Tiempo después, Dylan Quinn se había convertido en parte de su historia. Como bombero, tenía fama de ser prudente y valiente al mismo tiempo. El tipo de hombre en quien sus compañeros podían confiar.

En la historia del departamento solo había habido dos hombres que se habían hecho tenientes antes que él. Y sería capitán en pocos años, en cuanto se sacara el título en la escuela nocturna. Pero no era la gloria, ni la excitación, ni siquiera las mujeres bellas que se acercaban a los bomberos, lo que atraía a Dylan. Era más bien la idea de salvar la vida de alguien, de arrancar a un completo desconocido de las garras de la muerte y darle otra oportunidad.

Cuando el camión se detuvo en medio del tráfico, Dylan agarró el hacha y dio un salto. Comprobó la dirección y entonces vio un hilo de humo gris que salía de la puerta de una tienda. Un momento después, una mujer delgada con la cara sucia salió de ella.

– Gracias a Dios que han llegado. Dense prisa.

La mujer corrió al interior y Dylan me tras ella.

– ¡No entre!

Lo último que quería era que una ciudadana se pusiera deliberadamente en peligro. Aunque a primera vista el incendio no parecía peligroso, Dylan sabía que no había que fiarse nunca del fuego. El interior de la tienda estaba lleno de humo. Este no era más denso que el que había en el pub de su padre cualquier sábado por la noche, pero sabía que podía haber en cualquier momento una explosión. De pronto, notó un olor a goma quemada y comenzaron a picarle los ojos.

Encontró a la mujer detrás de una gran barra, dando golpes al fuego con una toalla medio chamuscada. La agarró de un brazo y la atrajo hacia sí.

– Señorita, tiene que marcharse. Déjenos que lo hagamos nosotros, o puede hacerse daño.

– ¡No! -gritó la mujer, tratando de liberarse-. Hay que apagarlo antes de que pase algo grave.

Dylan miró por encima del hombro de la mujer y vio entrar a dos miembros de su equipo con extintores.

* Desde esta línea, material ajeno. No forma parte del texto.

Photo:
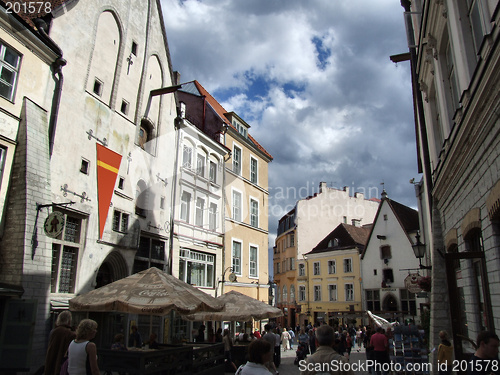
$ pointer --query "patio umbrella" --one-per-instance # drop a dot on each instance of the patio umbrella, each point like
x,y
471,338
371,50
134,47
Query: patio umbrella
x,y
149,292
238,307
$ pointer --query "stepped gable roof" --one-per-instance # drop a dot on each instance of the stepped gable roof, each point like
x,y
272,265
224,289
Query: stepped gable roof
x,y
222,114
347,236
407,218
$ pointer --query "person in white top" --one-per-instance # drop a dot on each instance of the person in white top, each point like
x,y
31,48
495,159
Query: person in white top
x,y
80,347
259,352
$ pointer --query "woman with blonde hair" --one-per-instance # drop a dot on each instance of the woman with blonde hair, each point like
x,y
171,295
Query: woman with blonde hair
x,y
82,353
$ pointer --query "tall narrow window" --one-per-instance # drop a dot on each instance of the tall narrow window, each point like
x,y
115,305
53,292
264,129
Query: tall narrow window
x,y
253,261
349,292
187,157
213,172
65,253
302,293
253,170
236,206
237,160
236,262
200,165
254,213
9,68
212,217
317,292
200,205
332,292
185,201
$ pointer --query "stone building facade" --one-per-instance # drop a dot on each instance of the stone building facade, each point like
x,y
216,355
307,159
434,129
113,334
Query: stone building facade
x,y
454,53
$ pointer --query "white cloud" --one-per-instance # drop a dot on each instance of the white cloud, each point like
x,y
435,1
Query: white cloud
x,y
314,81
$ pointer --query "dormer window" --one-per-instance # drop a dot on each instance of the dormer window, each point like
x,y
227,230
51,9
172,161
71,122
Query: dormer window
x,y
242,129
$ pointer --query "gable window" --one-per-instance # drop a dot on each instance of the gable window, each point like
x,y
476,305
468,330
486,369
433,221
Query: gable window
x,y
253,261
187,157
236,255
317,292
347,265
200,165
185,201
385,252
302,269
196,268
302,293
212,217
213,172
332,267
120,221
253,170
200,204
332,292
66,249
236,205
388,275
237,160
349,292
373,300
316,269
254,213
9,69
151,253
408,302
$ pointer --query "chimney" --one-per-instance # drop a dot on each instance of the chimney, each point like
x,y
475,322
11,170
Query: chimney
x,y
322,185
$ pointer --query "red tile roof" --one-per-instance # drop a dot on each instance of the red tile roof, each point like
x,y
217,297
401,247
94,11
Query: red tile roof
x,y
222,113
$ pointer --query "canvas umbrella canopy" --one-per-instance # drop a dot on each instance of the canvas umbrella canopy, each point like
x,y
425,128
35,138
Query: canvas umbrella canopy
x,y
149,292
238,307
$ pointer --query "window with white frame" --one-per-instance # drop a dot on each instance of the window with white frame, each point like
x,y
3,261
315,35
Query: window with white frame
x,y
237,160
478,21
187,157
373,300
332,266
236,258
316,269
332,292
200,165
3,156
317,292
254,213
253,261
151,253
212,217
66,249
302,293
120,221
200,206
347,265
292,293
349,292
253,170
213,172
236,205
9,68
185,202
302,269
196,268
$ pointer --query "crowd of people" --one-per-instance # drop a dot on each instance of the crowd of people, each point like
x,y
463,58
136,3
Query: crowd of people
x,y
72,352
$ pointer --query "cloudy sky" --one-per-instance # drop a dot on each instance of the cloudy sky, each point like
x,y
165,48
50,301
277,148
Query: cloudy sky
x,y
314,80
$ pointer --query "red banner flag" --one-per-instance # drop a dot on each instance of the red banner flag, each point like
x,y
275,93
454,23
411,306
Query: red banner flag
x,y
108,164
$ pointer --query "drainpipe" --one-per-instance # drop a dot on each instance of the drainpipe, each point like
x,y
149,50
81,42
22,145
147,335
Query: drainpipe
x,y
420,108
56,68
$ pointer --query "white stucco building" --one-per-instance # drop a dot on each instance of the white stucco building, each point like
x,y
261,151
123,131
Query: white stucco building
x,y
387,261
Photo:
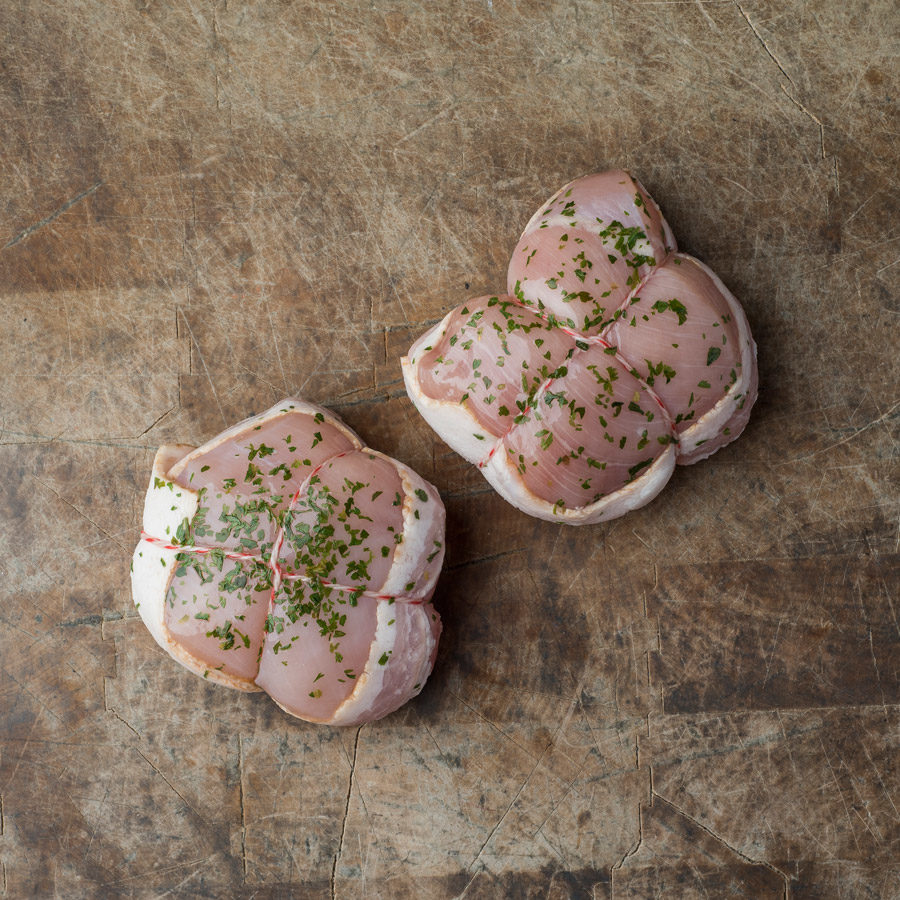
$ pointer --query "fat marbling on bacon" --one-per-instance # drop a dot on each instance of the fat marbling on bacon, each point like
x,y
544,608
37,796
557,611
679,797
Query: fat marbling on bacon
x,y
285,556
611,358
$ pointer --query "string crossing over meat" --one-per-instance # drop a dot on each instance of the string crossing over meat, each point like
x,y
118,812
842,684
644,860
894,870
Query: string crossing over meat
x,y
611,358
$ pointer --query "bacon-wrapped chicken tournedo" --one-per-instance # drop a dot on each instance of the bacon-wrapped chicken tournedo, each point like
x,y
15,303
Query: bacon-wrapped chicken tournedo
x,y
285,556
611,358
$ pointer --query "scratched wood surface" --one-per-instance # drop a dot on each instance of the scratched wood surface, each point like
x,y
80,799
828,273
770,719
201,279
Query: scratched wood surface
x,y
208,206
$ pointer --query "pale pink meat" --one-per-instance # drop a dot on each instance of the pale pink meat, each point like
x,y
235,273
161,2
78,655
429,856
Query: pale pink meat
x,y
284,555
612,357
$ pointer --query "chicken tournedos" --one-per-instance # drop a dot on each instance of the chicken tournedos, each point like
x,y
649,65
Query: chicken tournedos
x,y
611,358
283,555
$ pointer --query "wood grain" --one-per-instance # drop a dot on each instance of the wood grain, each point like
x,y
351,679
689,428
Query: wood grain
x,y
205,207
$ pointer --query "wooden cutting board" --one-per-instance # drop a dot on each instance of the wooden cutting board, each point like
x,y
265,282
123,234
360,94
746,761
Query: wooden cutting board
x,y
209,207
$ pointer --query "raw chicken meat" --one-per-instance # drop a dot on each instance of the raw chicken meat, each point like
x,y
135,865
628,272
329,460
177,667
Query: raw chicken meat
x,y
611,358
285,556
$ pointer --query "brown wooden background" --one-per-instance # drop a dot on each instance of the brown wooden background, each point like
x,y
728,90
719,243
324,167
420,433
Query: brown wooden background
x,y
206,206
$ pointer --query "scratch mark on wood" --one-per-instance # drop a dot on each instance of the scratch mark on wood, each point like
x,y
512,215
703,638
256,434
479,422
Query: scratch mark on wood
x,y
156,422
31,229
722,841
806,112
340,848
99,619
80,513
882,418
171,786
518,793
760,38
196,344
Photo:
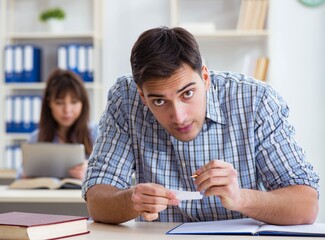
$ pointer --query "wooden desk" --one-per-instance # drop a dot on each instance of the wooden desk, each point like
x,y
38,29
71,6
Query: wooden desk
x,y
68,202
157,231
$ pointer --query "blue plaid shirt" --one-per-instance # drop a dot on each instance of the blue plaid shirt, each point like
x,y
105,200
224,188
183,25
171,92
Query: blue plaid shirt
x,y
246,125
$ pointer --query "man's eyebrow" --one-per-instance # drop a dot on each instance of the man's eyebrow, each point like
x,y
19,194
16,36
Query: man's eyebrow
x,y
186,86
178,91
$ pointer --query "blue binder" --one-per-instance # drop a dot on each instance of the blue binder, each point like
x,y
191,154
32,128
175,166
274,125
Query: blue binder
x,y
18,63
32,64
9,64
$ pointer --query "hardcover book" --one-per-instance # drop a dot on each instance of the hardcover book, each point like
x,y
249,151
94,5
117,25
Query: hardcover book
x,y
23,225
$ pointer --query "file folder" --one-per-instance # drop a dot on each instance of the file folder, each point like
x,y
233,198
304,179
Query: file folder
x,y
32,64
9,64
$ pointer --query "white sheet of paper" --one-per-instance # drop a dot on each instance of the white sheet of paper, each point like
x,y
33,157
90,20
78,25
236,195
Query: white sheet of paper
x,y
187,195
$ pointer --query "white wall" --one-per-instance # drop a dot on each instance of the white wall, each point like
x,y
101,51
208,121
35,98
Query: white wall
x,y
297,53
297,47
124,21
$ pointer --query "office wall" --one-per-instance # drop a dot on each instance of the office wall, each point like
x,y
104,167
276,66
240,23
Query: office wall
x,y
297,48
297,53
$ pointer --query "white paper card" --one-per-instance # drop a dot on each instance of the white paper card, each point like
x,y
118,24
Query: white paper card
x,y
187,195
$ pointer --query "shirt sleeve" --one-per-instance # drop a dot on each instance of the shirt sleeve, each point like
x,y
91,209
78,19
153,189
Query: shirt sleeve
x,y
281,161
112,159
33,138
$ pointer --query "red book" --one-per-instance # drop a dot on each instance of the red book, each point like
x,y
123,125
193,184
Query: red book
x,y
23,225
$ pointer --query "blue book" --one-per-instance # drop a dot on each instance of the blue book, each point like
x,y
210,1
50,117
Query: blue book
x,y
9,64
18,63
90,63
9,118
247,226
62,57
32,64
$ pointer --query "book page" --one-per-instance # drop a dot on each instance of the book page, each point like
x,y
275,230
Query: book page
x,y
316,228
236,226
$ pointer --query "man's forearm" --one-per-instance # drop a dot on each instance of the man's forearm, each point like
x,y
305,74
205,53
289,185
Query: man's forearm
x,y
108,204
289,205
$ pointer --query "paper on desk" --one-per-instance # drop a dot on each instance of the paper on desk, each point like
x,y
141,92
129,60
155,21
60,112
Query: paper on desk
x,y
187,195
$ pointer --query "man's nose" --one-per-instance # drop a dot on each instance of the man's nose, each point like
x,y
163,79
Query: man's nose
x,y
178,113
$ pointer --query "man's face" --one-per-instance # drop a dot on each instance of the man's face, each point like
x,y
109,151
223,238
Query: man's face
x,y
179,102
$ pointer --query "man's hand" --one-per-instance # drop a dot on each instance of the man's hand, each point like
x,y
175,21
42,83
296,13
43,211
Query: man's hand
x,y
149,199
79,170
218,178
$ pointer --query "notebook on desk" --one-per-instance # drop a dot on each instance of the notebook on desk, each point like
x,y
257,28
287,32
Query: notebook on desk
x,y
51,159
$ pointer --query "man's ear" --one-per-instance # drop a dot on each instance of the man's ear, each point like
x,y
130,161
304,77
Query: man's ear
x,y
141,95
206,77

– Parece que viene de esa máquina. Rompedla y buscad el origen -ordenó.

Entonces tiró de la mujer y la tumbó en el suelo, a su lado.

– ¿Romperla?

Al decir eso la mujer, los dos hombres se quedaron inmóviles.

A pesar del humo, Dylan pudo ver que era una mujer muy guapa. El pelo, de color castaño oscuro, le caía en ondas suaves alrededor de los hombros. Su perfil era perfecto y cada rasgo de su cara, equilibrado. Tenía los ojos verdes y sus labios resultaban muy sensuales. Dylan sacudió la cabeza, como queriendo evitar verse atrapado por aquellos labios.

– Señorita, si no se va ahora mismo, voy a tener que llevarla yo a la fuerza -la avisó Dylan, mirándola de arriba abajo, desde su ajustado suéter, pasando por su minifalda de cuero, hasta sus botas altas-. Y dado el tamaño de su falda, supongo que no querrá que la cargue al hombro.

La mujer pareció ofenderse, tanto por su actitud dominante, como por el comentario sobre su forma de vestir. Dylan la observó y vio que sus ojos verdes brillaban de indignación. Al aumentar el ritmo de su respiración, sus senos comenzaron a subir y bajar a un ritmo muy sensual.

– Esta es mi tienda -declaró-. Y no voy a dejar que lo rompan todo con sus hachas.

Dylan dijo algo entre dientes e hizo lo que había hecho cientos de veces. Se agachó, la agarró por las piernas y luego se la puso sobre el hombro.

– Volveré enseguida -les aseguró a sus compañeros.

La mujer gritó y pataleó, pero Dylan apenas se dio cuenta. En lugar de ello, se concentró en la forma de la pierna que tenía contra su oreja. La mujer tenía el cuerpo de una adolescente. Una vez había tenido que cargar con un hombre que pesaba casi cien kilos. Esa muchacha pesaría unos cincuenta y cuatro.

Cuando Dylan la sacó fuera, la dejó delicadamente al lado de uno de los camiones y luego tiró de la falda para abajo para restaurar su dignidad. Ella le apartó la mano, molesta.

– Quédese aquí -le ordenó él, apretando los dientes.

– ¡No! -respondió ella, dirigiéndose hacia la puerta.

La muchacha pasó a su lado y Dylan corrió tras ella y la alcanzó ya dentro de la tienda. La agarró por la cintura y la atrajo hacia sí de un modo que le hizo olvidarse de los peligros del fuego y concentrarse en los peligros del cuerpo femenino.

Los dos vieron cómo Artie Winton agarraba la máquina de la que salía el humo, la colocaba en mitad de la tienda e intentaba romperla con el hacha. Unos momentos después, Jeff Reilly cubría con la espuma de su extintor la masa de acero retorcido.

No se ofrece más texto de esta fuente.